For the techniques of Android malware detection, many methods have been proposed. Depending on whether the Apps need be executed in detection, the malware-detecting methods can be classified into two types: static analysis and dynamic analysis. In static analysis, researchers usually decompile the App and extract some particular features without executing them. For example, since the App Permission can reflect the App’s access to the software and hardware resources of the mobile devices, Wang et al. [8] used Permission requests as the features and ranked the risk degree of samples from the malware library based on the requesting rates of Permission. Besides, API calls (officially defined packages and classes of Android OS) could be chosen as another feature for static analysis. Using API calls as features, Nishimoto et al. [9] recorded all the invocations in the Apps by inserting Log.v method into API calls. Using API calls as the features, Chan and Song [10] selected 19 typical API calls and achieved good malware-detecting results. Aafer et al. [11] proposed API feature with tuning machine learning model to classify Apps as normal (benign) or abnormal (malicious), and the performance of this solution could be improved by constant updating of malware samples. Except using Permission and API calls as features for malware detection, some researchers also used function-call relationships in static malware analysis. Wei et al. [12] used function-relation graphs to measure the structural similarity of Apps and used DroidExec to recognize malwares. Gascon et al. [13] generated the embedded function call graph and proved the effectiveness of this method in malware detection. In our previous work [14], we also suggested a method for static analysis based on the API calls.

Dynamic analysis involves executing the Apps in a controlled and isolated environment so that the operations of the Apps can be traced. Many schemes based on different dynamic analysis tools have been proposed.
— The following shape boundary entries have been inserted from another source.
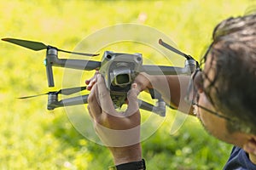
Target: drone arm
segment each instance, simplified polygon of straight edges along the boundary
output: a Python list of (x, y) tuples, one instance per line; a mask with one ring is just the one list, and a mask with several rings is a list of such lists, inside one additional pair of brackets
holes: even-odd
[(101, 62), (85, 60), (56, 59), (53, 60), (52, 65), (54, 66), (84, 70), (84, 71), (92, 71), (101, 67)]
[(146, 72), (149, 75), (191, 75), (196, 67), (196, 61), (194, 60), (187, 60), (185, 66), (165, 66), (145, 65), (143, 65), (142, 72)]
[(82, 104), (87, 104), (88, 94), (81, 95), (73, 98), (64, 99), (62, 100), (58, 101), (56, 95), (48, 97), (48, 110), (54, 110), (57, 107), (63, 107), (63, 106), (70, 106), (70, 105), (77, 105)]

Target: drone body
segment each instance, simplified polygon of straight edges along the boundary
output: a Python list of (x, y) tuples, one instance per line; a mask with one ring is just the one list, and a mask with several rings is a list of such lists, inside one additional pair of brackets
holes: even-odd
[[(44, 45), (42, 42), (27, 40), (15, 38), (3, 38), (2, 40), (36, 51), (46, 49), (44, 65), (46, 67), (49, 87), (55, 86), (52, 71), (53, 66), (84, 71), (99, 70), (100, 73), (104, 76), (107, 88), (110, 91), (110, 95), (115, 108), (120, 108), (122, 105), (125, 103), (127, 92), (129, 91), (135, 77), (140, 72), (146, 72), (149, 75), (190, 75), (195, 68), (198, 67), (198, 63), (191, 56), (178, 51), (161, 40), (159, 41), (160, 45), (167, 48), (174, 53), (183, 55), (187, 59), (183, 68), (165, 65), (143, 65), (143, 56), (141, 54), (131, 54), (113, 53), (110, 51), (106, 51), (104, 53), (102, 62), (86, 60), (59, 59), (59, 51), (85, 56), (96, 56), (98, 54), (69, 52), (52, 46)], [(48, 94), (47, 109), (54, 110), (57, 107), (87, 104), (88, 94), (65, 99), (62, 100), (59, 100), (58, 99), (58, 94), (60, 94), (69, 95), (84, 89), (86, 89), (86, 87), (77, 87), (44, 94)], [(149, 89), (149, 92), (152, 99), (157, 99), (156, 105), (153, 105), (149, 103), (138, 99), (140, 108), (152, 111), (160, 115), (161, 116), (165, 116), (166, 103), (161, 99), (160, 94), (154, 89)], [(38, 95), (27, 96), (20, 99), (27, 99), (36, 96)]]

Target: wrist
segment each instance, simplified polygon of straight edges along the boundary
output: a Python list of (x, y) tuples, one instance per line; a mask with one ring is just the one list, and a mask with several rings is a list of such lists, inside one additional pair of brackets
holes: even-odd
[(139, 162), (131, 162), (127, 163), (123, 163), (120, 165), (110, 167), (109, 170), (144, 170), (146, 169), (146, 163), (144, 159)]
[(140, 144), (125, 147), (112, 147), (110, 150), (115, 165), (142, 161)]

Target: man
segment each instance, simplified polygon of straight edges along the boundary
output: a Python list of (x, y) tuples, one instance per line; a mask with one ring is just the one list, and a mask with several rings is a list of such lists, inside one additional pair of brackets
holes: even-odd
[[(235, 145), (224, 169), (256, 169), (256, 14), (222, 21), (212, 39), (202, 60), (203, 70), (197, 68), (191, 78), (138, 75), (128, 94), (129, 110), (122, 114), (109, 105), (109, 93), (100, 75), (86, 82), (91, 89), (89, 112), (113, 156), (114, 168), (145, 169), (137, 95), (154, 88), (166, 103), (196, 115), (212, 135)], [(160, 82), (165, 81), (169, 89), (162, 88)], [(165, 96), (166, 90), (171, 98)], [(109, 135), (106, 128), (132, 131)], [(125, 143), (127, 135), (132, 138)]]

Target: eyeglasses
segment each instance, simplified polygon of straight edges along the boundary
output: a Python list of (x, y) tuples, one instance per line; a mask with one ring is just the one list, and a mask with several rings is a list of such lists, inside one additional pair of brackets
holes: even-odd
[(198, 89), (199, 88), (203, 88), (203, 77), (202, 77), (202, 71), (201, 68), (198, 66), (195, 72), (192, 74), (191, 79), (189, 83), (189, 87), (187, 89), (187, 94), (185, 96), (185, 101), (188, 104), (196, 105), (197, 107), (207, 111), (208, 113), (211, 113), (212, 115), (215, 115), (220, 118), (224, 118), (227, 121), (230, 122), (234, 122), (233, 119), (227, 117), (225, 116), (220, 115), (217, 113), (216, 111), (211, 110), (202, 105), (198, 105), (198, 100), (199, 100), (199, 94), (198, 94)]

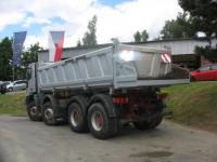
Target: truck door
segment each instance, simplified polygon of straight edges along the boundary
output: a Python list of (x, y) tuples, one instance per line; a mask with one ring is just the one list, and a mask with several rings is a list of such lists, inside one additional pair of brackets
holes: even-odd
[(27, 93), (36, 93), (37, 92), (37, 64), (29, 64), (26, 78), (27, 78)]

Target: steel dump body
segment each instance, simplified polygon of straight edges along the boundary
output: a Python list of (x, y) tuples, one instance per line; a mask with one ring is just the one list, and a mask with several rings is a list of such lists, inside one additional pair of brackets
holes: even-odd
[[(38, 68), (39, 90), (140, 87), (188, 83), (189, 72), (173, 76), (171, 63), (162, 60), (167, 50), (144, 46), (110, 46)], [(123, 60), (122, 55), (129, 60)], [(130, 57), (133, 56), (133, 59)], [(176, 73), (177, 75), (177, 73)]]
Burguera et al. [15] designed the Crowdroid in 2011, which used the Strace tool to collect App’s system call logs and send them to the cloud server for further analysis. Ham et al. [16] analyzed App’s system call patterns and established a pattern library of benign and malicious Apps, so that malwares could be recognized by calculating the matching patterns. Zou et al. [17] used shared library injection and hooking techniques to intercept corresponding libc function calls. Besides, taint tracking was usually used as another way of dynamic analysis. In 2010, Enck et al. [18] designed and built the TaintDroid, which was a customized Android OS that could attach tags on the user privacy information, and these tags could be recognized by the system when the privacy information was leaked.

The abovementioned detecting techniques can be deemed as traditional malware-detecting methods which are mainly dependent on analyzing of the App data. Recently, subjective information such as user comments and ranking was used by cloud processing to improve the performance of the malware detection. Rahman et al. [19] presented a system named as FairPlay, which could detect malware based on the analysis of review activities and search rank fraud; Narayanan et al. [20] suggested a malware-detecting scheme using the security-sensitive information of Apps. Compared with traditional detecting methods, these solutions could achieve good performance in malware detection. But, they always demand time-consuming data collection and complex computation. Thus, improvement of traditional detecting methods is still desired by practical applications.

As the Android platform develops rapidly, the types and patterns of malwares are constantly evolving to avoid detections. Plenty of the newly generated malwares can invalidate existing malware-detecting methods. Thus, malware-detecting techniques should be constantly improving with the evolution of malwares, and an up-to-date malware dataset should also be maintained to evaluate the performance of the detecting techniques.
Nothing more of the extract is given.